Terror Attack 'could Delay Us Election'

Officials are discussing the possibility of postponing November's presidential election for the first time in US history in the event of a devastating terrorist attack, it emerged yesterday. A spokesman for the administration confirmed that the justice department's office of legal counsel...
Officials are discussing the possibility of postponing November's presidential election for the first time in US history in the event of a devastating terrorist attack, it emerged yesterday.

A spokesman for the administration confirmed that the justice department's office of legal counsel had been asked for guidelines for a possible postponement, days after the homeland security secretary, Tom Ridge, warned that al-Qaida was plotting a large-scale attack aimed at disrupting the November 2 election.

The justice department did not return calls seeking comment.

A primary election in New York scheduled for September 11 2001 was quickly postponed by the state's election board after hijacked planes hit the World Trade Centre that day.

But the US election assistance commission noted that "the federal government has no agency that has the statutory authority to cancel and reschedule a federal election", according to a letter to Mr Ridge published by Newsweek magazine.

Some legal experts argued that bestowing that power on an official or body would require a constitutional amendment. But Todd Peterson, a law professor at George Washington University, said Congress already had that power.

"My sense is that it wouldn't need a constitutional amendment," Prof Peterson said. "Congress has pretty clear constitutional authority to determine the timing both of the presidential and congressional elections."

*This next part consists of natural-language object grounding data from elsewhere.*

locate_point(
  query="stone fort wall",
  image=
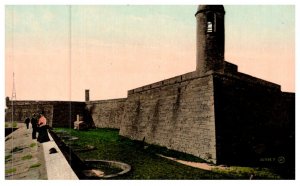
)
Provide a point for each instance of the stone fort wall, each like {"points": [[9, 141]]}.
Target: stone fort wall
{"points": [[58, 113], [254, 120], [177, 113], [107, 113]]}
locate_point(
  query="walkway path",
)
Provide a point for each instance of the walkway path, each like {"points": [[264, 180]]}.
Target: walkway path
{"points": [[25, 158]]}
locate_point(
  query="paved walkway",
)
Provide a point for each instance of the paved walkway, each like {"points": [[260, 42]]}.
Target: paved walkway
{"points": [[27, 159]]}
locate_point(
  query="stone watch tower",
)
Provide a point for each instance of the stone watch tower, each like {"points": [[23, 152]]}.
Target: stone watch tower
{"points": [[210, 38]]}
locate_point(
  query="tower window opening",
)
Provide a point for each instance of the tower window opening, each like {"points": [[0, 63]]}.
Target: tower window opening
{"points": [[209, 27], [211, 21]]}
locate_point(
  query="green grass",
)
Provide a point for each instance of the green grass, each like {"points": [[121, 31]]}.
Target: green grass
{"points": [[9, 171], [16, 149], [32, 144], [258, 173], [8, 158], [35, 165], [144, 161], [27, 157], [10, 124]]}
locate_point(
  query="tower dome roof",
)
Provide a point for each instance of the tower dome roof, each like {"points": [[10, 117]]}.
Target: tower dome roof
{"points": [[202, 8]]}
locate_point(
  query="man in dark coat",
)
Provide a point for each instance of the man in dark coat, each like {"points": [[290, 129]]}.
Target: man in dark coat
{"points": [[34, 126], [27, 121]]}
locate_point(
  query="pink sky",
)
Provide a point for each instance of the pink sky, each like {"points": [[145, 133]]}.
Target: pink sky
{"points": [[117, 48]]}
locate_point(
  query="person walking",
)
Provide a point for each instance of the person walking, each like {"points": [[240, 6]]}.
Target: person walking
{"points": [[27, 121], [34, 126], [42, 127]]}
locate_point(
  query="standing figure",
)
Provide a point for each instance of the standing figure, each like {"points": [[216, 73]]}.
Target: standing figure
{"points": [[34, 126], [43, 133], [27, 121]]}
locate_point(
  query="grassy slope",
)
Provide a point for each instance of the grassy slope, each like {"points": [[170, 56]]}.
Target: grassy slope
{"points": [[145, 164]]}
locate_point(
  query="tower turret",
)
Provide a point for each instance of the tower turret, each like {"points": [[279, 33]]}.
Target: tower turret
{"points": [[210, 38]]}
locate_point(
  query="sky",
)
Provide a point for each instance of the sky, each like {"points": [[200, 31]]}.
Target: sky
{"points": [[56, 52]]}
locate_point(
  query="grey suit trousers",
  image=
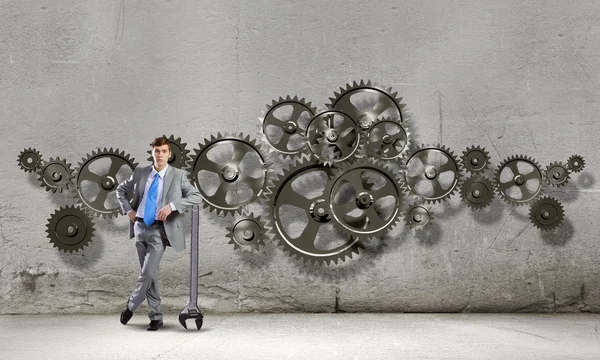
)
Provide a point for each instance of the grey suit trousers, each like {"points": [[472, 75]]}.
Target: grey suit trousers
{"points": [[150, 242]]}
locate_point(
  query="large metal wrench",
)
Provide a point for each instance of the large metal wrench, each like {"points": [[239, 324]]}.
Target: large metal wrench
{"points": [[191, 310]]}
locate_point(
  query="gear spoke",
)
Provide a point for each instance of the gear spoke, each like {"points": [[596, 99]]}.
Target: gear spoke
{"points": [[221, 194], [284, 140], [380, 107], [375, 219], [387, 190], [296, 112], [514, 168], [288, 196], [239, 151], [306, 240], [346, 106], [100, 199], [87, 174], [115, 166]]}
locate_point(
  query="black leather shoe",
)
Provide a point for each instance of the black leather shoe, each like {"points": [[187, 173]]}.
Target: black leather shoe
{"points": [[126, 315], [154, 325]]}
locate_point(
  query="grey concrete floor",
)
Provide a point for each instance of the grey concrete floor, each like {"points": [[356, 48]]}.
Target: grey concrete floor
{"points": [[305, 336]]}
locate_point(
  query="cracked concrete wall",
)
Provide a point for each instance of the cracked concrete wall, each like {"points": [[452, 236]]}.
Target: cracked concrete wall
{"points": [[514, 77]]}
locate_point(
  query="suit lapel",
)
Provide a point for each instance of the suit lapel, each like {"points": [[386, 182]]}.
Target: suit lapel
{"points": [[167, 183], [142, 182]]}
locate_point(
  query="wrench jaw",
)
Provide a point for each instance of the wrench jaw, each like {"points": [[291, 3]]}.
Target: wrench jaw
{"points": [[190, 312]]}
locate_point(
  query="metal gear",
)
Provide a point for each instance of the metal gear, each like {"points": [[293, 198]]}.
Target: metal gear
{"points": [[576, 163], [364, 198], [333, 136], [556, 174], [387, 139], [432, 173], [230, 171], [247, 232], [92, 175], [475, 159], [283, 126], [30, 160], [365, 102], [477, 191], [70, 229], [546, 213], [418, 217], [299, 197], [179, 154], [56, 175], [518, 179]]}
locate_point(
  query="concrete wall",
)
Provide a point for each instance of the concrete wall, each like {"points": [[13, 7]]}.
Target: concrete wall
{"points": [[514, 77]]}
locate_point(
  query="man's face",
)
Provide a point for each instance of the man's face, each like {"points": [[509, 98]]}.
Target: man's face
{"points": [[161, 155]]}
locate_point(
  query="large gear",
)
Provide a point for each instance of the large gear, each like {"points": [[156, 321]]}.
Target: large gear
{"points": [[332, 136], [365, 102], [418, 217], [70, 229], [387, 139], [230, 171], [477, 192], [283, 126], [56, 175], [432, 173], [365, 198], [299, 195], [576, 163], [92, 173], [475, 159], [30, 160], [556, 174], [179, 153], [518, 179], [247, 232], [546, 213]]}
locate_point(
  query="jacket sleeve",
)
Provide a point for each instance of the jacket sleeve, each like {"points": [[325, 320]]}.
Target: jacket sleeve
{"points": [[189, 195], [123, 191]]}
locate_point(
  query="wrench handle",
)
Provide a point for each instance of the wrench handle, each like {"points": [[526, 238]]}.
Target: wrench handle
{"points": [[194, 256]]}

In the middle of a particularly bitter and close presidential race, and after the legal wrangling that ultimately led to George Bush's disputed victory in 2000, the mere mention of the possibility of a postponement was enough to spark controversy.

"I don't think there's an argument that can be made, for the first time in our history, to delay an election," said Dianne Feinstein of California, a Democratic member of the Senate intelligence committee.

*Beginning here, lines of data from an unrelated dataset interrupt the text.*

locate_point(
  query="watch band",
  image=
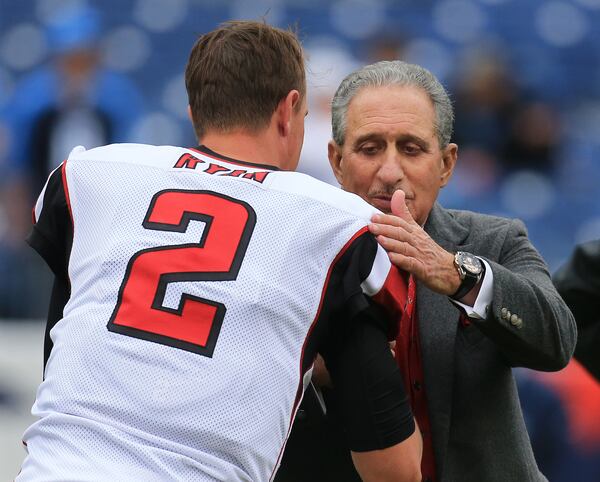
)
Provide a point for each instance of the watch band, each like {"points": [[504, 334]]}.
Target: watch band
{"points": [[468, 282]]}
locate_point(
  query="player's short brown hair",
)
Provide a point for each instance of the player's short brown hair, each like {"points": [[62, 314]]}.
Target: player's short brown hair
{"points": [[237, 75]]}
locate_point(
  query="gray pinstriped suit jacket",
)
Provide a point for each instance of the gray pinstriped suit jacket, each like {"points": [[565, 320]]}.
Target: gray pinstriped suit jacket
{"points": [[477, 425]]}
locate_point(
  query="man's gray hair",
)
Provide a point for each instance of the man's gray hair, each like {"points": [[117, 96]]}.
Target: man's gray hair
{"points": [[392, 73]]}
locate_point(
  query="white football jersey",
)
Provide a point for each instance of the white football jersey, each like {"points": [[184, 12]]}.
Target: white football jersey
{"points": [[200, 289]]}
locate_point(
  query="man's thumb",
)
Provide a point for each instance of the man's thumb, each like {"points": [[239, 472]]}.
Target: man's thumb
{"points": [[399, 207]]}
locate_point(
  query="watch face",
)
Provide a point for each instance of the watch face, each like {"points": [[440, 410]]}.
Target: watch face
{"points": [[470, 263]]}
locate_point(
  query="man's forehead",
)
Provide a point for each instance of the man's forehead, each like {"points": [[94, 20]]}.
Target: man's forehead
{"points": [[391, 110]]}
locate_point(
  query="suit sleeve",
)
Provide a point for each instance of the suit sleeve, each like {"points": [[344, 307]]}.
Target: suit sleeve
{"points": [[578, 282], [529, 322], [369, 395]]}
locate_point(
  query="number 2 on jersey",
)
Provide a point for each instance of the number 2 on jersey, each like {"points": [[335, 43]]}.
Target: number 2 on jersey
{"points": [[217, 256]]}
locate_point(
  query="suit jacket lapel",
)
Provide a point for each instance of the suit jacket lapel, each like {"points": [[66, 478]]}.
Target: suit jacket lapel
{"points": [[438, 323]]}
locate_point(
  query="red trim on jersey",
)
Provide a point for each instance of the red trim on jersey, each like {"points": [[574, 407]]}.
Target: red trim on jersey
{"points": [[63, 170], [394, 292], [300, 392], [216, 156]]}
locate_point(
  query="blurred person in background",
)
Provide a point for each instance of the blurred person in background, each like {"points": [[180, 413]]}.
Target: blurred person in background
{"points": [[578, 282], [496, 116], [71, 100], [327, 65], [484, 299]]}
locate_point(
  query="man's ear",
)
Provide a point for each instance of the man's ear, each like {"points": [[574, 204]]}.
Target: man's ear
{"points": [[285, 110], [334, 152], [449, 156]]}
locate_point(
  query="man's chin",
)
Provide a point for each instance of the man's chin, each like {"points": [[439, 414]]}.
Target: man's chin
{"points": [[384, 205]]}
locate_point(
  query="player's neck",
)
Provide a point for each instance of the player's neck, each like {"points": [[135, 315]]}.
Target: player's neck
{"points": [[244, 146]]}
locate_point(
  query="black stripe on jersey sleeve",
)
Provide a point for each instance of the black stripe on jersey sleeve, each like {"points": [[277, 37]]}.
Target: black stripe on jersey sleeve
{"points": [[368, 399], [352, 335], [52, 237], [52, 234], [342, 292]]}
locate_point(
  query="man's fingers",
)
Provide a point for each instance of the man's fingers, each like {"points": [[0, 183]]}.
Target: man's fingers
{"points": [[392, 245], [405, 263], [393, 232], [399, 207]]}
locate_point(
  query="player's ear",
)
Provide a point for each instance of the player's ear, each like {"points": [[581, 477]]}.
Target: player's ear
{"points": [[334, 152], [285, 110]]}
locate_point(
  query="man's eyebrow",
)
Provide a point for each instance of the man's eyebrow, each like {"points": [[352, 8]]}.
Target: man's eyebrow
{"points": [[422, 143], [365, 137]]}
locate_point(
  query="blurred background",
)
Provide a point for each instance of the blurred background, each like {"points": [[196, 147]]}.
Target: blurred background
{"points": [[524, 77]]}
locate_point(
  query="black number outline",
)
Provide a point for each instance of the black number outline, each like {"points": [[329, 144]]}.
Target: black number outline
{"points": [[166, 278]]}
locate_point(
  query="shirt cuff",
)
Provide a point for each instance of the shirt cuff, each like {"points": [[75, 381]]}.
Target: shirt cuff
{"points": [[484, 299]]}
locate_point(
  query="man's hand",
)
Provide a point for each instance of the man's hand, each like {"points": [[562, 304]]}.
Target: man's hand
{"points": [[412, 250]]}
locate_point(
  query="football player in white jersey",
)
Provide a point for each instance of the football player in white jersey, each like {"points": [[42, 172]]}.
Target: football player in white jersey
{"points": [[194, 288]]}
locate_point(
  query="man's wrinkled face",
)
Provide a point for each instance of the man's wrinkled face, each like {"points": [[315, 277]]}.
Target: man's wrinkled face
{"points": [[391, 144]]}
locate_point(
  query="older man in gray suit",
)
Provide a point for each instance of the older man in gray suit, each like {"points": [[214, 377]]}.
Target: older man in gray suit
{"points": [[484, 298]]}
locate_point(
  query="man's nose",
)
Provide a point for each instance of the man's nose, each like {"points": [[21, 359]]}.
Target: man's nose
{"points": [[390, 171]]}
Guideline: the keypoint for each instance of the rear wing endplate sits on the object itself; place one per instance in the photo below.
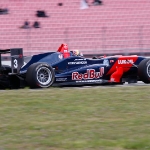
(16, 58)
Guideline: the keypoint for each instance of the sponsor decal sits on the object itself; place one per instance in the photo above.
(90, 81)
(61, 79)
(129, 61)
(90, 74)
(77, 63)
(106, 62)
(111, 61)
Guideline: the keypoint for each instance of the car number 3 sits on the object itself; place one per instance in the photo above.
(15, 63)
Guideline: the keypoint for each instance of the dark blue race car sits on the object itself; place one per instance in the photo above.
(46, 69)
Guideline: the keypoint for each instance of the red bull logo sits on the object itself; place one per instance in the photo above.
(90, 74)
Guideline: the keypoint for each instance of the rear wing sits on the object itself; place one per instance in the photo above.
(16, 55)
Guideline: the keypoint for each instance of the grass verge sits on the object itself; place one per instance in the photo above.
(105, 118)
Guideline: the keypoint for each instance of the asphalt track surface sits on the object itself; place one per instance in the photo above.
(140, 83)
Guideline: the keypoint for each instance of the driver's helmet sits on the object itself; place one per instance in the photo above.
(77, 53)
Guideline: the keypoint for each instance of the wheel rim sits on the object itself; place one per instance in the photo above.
(148, 70)
(44, 76)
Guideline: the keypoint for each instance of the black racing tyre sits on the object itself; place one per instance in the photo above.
(40, 75)
(144, 70)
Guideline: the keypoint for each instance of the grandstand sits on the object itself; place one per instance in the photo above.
(114, 27)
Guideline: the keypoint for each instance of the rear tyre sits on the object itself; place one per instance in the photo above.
(144, 70)
(40, 75)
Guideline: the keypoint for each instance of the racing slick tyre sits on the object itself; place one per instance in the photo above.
(144, 70)
(40, 75)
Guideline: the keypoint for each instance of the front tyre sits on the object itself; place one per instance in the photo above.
(40, 75)
(144, 70)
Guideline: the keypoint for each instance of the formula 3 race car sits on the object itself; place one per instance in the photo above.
(47, 69)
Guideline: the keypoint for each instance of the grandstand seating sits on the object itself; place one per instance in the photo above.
(114, 27)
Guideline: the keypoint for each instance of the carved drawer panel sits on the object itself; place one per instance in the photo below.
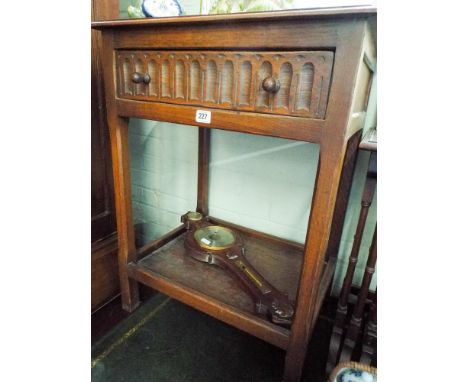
(287, 83)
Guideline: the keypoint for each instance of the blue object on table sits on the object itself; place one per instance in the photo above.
(353, 372)
(161, 8)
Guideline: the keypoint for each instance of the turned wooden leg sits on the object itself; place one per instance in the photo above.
(330, 167)
(118, 128)
(369, 342)
(354, 328)
(342, 308)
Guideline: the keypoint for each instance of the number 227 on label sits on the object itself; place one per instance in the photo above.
(203, 116)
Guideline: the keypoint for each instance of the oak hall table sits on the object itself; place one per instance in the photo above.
(303, 75)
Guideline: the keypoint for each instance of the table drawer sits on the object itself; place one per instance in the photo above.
(285, 83)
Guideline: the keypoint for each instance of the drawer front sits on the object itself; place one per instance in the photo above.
(285, 83)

"We hold elections in the middle of war, in the middle of earthquakes, in the middle of whatever it takes. The election is a statutory election. It should go ahead, on schedule, and we should not change it."

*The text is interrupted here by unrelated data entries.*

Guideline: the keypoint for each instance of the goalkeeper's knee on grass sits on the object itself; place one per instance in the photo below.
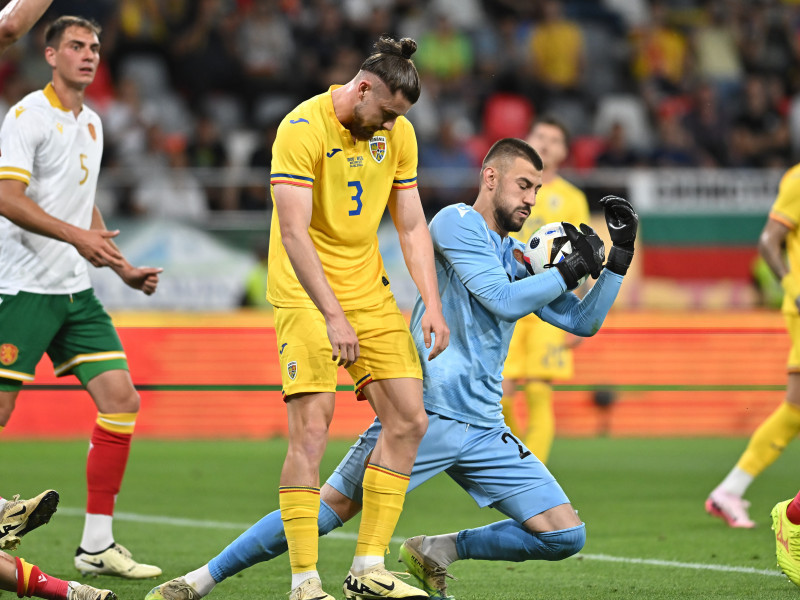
(560, 544)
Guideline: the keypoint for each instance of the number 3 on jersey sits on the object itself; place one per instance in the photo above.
(355, 197)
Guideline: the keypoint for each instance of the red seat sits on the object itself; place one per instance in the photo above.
(507, 115)
(584, 151)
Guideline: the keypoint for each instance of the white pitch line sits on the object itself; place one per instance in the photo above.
(202, 524)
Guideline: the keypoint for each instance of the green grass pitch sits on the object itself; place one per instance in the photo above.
(642, 500)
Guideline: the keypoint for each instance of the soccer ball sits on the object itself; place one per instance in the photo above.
(548, 246)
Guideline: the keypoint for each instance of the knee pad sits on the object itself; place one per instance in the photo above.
(563, 543)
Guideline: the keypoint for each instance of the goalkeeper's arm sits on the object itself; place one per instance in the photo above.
(771, 248)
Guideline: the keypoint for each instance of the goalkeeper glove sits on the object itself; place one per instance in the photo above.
(623, 223)
(586, 258)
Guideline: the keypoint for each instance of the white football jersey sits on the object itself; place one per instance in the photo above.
(58, 156)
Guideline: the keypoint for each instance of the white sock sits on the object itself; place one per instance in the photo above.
(362, 563)
(201, 580)
(97, 533)
(736, 482)
(441, 548)
(299, 578)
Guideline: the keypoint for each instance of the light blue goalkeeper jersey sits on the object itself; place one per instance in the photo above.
(484, 290)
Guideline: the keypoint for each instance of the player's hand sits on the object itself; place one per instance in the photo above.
(343, 340)
(586, 258)
(433, 323)
(94, 246)
(621, 220)
(142, 278)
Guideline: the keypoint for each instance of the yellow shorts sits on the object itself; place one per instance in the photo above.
(537, 352)
(386, 347)
(793, 325)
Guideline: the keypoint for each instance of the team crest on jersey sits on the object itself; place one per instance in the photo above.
(377, 147)
(8, 354)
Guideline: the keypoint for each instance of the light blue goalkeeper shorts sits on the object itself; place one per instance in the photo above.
(493, 467)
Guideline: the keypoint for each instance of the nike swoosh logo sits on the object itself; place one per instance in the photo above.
(383, 585)
(95, 563)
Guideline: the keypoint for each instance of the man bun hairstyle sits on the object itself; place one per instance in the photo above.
(391, 62)
(55, 31)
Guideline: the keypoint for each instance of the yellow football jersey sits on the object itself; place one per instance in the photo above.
(786, 210)
(558, 200)
(351, 184)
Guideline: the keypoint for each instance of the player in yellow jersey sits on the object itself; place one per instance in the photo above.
(539, 352)
(339, 160)
(782, 426)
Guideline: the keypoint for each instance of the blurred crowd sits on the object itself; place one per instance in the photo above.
(203, 83)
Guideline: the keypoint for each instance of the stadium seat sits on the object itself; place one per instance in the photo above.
(507, 115)
(584, 151)
(631, 112)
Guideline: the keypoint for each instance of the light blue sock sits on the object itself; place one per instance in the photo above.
(263, 541)
(508, 540)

But some legal observers said it was part of the homeland security department's job to consider the means of ensuring the continuity of American government after an attack.

Juliette Kayyem, an expert on terrorism and the law at Harvard University, said: "It's very consistent with the continuity of government plan. But ... it would not be easy to postpone a federal election."

Ms Kayyem believed that only a catastrophic attack, such as a nuclear blast, on Washington itself would justify a nationwide postponement. An attack anywhere else could be dealt with by a delay in the affected state.

President Bush yesterday defended his decision to go to war in Iraq, arguing that Saddam Hussein had posed a serious threat to the US, despite a Senate report last week which found that prewar intelligence suggesting Iraq had weapons of mass destruction had been wrong. He said: "We removed a declared enemy of America who had the capability of producing weapons of mass murder."